Maybe, but it has nothing to do with change itself.

Change can be either positive or negative. Often it is objectively negative and can stay that way for decades.

  • My theory is that bitterness, at least this particular flavour, stems from seeing this negative impact, more than anything.

    Change itself is a must. It's nature's law.

> Are we simply getting old and bitter?

It depends, maybe 20 years ago — a couple of years after the dot com bubble — we thought we were not gonna repeat the same mistakes as we did before, and I do believe we blindly drank the kool-aid thinking we were gonna solve all problems with tech.

Now, we're another year old another year wiser times 20. I don't think having one's eyes open is synonymous with bitterness... but, it is what we do with the information and knowledge we have acquired that defines that trait: do we sit and grumble and shake our fists at the cloud (providers?), or do we seek others to try to prevent problems from escalating.

> Are we really better or worse off than a few decades ago?

While technologic progress in several fields has been amazing, it would be naïve of us to not recognize the areas where we have regressed.

Looking back, I think we should have normalized caution, not moving fast and breaking things; normalized interoperability, and not walled gardens; and we should have been more wary about the dangers of not having solved business models instead of normalizing tracking and targeted advertising, which enabled personalized propaganda...

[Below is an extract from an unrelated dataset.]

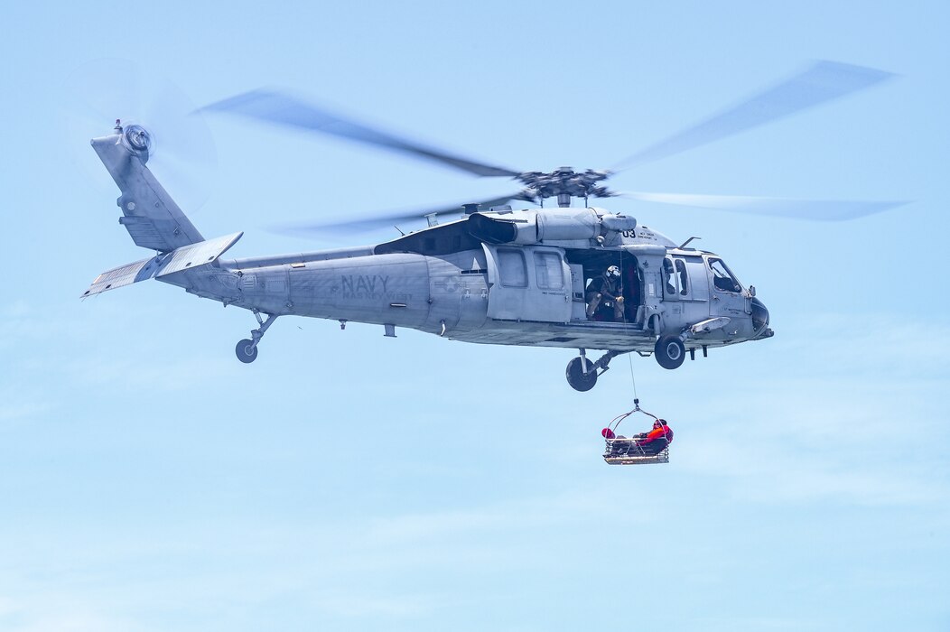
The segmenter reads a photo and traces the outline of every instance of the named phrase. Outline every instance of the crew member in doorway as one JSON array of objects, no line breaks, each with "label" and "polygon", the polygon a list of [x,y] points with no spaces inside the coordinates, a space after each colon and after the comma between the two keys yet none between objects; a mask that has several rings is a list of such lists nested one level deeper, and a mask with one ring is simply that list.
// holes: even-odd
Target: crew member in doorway
[{"label": "crew member in doorway", "polygon": [[636,276],[636,261],[631,260],[623,267],[623,316],[627,322],[637,322],[640,304],[640,279]]},{"label": "crew member in doorway", "polygon": [[623,319],[623,285],[620,269],[616,265],[607,268],[587,286],[587,317],[592,320]]},{"label": "crew member in doorway", "polygon": [[673,429],[667,425],[666,419],[656,419],[653,430],[639,436],[643,437],[636,441],[640,450],[648,456],[656,456],[673,443]]}]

... we should have also paid more attention at the unchecked power of monopolies and media conglomerates and done more to foster a healthier economy as well as improve the quality of life and rights protection of people, including access to education and the strengthening of institutions.

So, to finally answer your question, I think we are in general a bit worse off. Why? Well, I look back to 20 years ago when our outlook on the future was that the sky was the limit if you worked and studied hard; and now the outlook on the future 20 years from now... seems uncertain.